Wednesday, August 15, 2007

Woodstock 2007: The Times, They Definitely Have A'Changed

Thirty-eight years after the second-largest city in New York state assembled for three days of rock 'n' roll, drugs, nonviolence and general nakedness, The New York Times has reported that Max Yasgur's Bethel, N.Y., farm -- what's left of it -- is for sale for $8 million.

Roy Howard, 73, and Jeryl Abramson, 53, do not own the actual site where the Woodstock music festival took place. What they have is Yasgur's old house and acreage around it. Pieces of the original land have been sold over the years. Howard and Abramson are reported to have been reverent conservators of the property they had, for a while. They held "reunions" that included Melanie and Country Joe McDonald, and so forth. Now they're selling out and retiring in Arizona.
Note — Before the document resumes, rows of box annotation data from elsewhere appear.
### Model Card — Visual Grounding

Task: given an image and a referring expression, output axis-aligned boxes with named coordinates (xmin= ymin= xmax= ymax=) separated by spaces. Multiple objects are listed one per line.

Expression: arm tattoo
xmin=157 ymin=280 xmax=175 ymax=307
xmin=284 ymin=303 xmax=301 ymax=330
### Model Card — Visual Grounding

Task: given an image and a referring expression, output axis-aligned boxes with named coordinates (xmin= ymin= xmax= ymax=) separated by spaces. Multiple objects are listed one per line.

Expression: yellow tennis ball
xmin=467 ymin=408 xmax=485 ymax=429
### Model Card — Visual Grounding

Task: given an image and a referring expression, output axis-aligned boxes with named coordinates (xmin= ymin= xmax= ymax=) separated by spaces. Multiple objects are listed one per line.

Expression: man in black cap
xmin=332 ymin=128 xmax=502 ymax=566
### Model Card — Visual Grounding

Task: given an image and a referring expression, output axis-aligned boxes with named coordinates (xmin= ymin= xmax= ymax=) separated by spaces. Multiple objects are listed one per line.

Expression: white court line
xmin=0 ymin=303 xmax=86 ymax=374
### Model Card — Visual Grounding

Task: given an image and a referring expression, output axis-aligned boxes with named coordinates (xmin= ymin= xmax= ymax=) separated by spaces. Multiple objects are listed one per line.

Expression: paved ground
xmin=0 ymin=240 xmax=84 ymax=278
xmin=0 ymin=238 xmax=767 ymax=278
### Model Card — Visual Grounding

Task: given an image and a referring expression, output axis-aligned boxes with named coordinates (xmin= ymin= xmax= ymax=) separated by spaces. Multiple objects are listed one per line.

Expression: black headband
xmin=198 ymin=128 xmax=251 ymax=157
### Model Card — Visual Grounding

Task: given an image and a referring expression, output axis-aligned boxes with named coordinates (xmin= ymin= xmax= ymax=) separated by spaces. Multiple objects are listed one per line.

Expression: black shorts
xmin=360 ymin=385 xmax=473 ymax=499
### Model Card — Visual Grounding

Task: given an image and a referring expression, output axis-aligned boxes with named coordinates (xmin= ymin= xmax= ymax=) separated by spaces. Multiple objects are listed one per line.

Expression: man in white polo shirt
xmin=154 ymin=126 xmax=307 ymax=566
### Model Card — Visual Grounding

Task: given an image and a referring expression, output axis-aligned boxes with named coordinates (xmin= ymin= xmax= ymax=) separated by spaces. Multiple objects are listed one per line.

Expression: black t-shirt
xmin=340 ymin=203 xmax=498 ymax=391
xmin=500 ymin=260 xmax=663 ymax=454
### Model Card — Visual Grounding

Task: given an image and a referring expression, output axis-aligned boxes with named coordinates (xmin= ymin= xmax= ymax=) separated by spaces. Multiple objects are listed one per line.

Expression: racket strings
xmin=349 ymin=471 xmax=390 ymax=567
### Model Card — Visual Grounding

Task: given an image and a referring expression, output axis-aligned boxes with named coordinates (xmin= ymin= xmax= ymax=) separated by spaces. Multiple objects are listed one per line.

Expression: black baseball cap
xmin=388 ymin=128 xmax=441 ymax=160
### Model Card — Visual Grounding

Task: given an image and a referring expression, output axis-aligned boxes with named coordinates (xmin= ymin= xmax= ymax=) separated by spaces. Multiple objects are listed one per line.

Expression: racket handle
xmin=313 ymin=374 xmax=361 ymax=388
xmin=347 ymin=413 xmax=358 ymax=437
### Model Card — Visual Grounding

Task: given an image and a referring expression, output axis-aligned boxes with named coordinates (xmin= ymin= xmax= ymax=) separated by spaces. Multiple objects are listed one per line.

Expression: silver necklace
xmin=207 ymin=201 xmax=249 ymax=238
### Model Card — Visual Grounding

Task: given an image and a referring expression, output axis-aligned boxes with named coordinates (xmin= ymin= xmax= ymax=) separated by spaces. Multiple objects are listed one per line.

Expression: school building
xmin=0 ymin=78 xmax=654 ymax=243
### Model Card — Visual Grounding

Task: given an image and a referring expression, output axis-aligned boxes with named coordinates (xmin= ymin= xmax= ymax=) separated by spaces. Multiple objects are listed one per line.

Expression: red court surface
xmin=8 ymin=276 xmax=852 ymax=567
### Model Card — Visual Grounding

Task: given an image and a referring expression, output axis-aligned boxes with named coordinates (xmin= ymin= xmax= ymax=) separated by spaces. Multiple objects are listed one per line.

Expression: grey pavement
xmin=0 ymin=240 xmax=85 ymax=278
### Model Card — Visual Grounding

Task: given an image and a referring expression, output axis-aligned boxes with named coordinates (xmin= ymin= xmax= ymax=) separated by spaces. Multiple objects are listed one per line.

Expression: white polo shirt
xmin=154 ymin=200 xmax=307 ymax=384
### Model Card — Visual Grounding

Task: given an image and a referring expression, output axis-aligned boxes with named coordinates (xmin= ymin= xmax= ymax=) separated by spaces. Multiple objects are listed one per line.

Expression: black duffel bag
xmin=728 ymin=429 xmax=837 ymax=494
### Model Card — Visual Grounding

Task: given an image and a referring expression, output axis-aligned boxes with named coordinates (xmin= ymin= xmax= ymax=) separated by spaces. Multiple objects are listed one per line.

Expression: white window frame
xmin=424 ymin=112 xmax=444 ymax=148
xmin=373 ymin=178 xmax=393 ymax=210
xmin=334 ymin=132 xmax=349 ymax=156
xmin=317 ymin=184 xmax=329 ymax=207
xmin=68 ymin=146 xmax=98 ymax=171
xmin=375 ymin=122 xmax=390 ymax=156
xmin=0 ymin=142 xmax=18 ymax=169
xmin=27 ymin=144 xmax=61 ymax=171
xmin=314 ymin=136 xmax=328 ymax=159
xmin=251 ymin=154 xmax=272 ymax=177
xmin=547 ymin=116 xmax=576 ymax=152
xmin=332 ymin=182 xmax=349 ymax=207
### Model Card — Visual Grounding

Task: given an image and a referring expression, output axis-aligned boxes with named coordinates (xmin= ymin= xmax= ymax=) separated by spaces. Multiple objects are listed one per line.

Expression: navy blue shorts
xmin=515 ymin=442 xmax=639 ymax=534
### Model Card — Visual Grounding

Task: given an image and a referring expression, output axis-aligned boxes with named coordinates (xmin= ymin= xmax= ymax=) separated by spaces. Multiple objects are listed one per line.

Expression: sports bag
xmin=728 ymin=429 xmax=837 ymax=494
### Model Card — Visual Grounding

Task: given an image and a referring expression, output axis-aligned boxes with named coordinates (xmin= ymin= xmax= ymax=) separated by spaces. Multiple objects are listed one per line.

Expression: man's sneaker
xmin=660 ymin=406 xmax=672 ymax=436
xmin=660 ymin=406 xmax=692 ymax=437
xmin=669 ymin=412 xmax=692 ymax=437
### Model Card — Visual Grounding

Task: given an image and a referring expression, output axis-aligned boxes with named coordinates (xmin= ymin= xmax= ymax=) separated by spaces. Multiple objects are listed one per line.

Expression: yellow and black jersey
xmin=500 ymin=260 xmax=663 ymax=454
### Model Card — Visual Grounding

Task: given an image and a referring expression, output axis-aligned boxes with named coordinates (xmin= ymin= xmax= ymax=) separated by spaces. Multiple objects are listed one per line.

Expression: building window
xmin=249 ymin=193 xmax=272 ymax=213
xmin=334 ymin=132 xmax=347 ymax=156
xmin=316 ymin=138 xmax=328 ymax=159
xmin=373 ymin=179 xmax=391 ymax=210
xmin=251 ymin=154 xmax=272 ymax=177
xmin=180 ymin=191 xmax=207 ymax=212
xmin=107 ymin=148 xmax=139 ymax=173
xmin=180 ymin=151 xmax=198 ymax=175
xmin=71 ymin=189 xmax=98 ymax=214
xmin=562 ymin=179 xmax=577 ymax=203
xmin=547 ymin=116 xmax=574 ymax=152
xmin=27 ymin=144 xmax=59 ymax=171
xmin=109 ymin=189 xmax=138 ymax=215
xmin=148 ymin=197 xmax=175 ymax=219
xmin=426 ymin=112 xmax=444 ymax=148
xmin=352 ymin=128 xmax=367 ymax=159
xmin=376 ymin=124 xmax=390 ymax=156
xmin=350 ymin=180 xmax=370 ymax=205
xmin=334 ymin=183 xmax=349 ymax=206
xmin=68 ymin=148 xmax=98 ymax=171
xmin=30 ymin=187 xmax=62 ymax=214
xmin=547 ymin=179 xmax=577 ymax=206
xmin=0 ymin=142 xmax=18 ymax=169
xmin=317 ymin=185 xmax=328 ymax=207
What became of the actual land that the August 1969 lovefest took place on? The Times reports:

The place where the event happened was sold to a nonprofit foundation set up by Alan Gerry, a billionaire entrepreneur and former Marine. He built an open-air performing arts center there with seating for 5,000 and lawn space for 12,000, an air-conditioned museum pavilion, a staff of guides and a kiosk where the hard of hearing can rent amplification devices. Smoking is not allowed on the grounds.

... There is lots of security. Any food that's brought in must be carried in one-gallon plastic bags. Camping is not allowed.

And -- stay away from the brown cappuccino. Man, it's way too strong.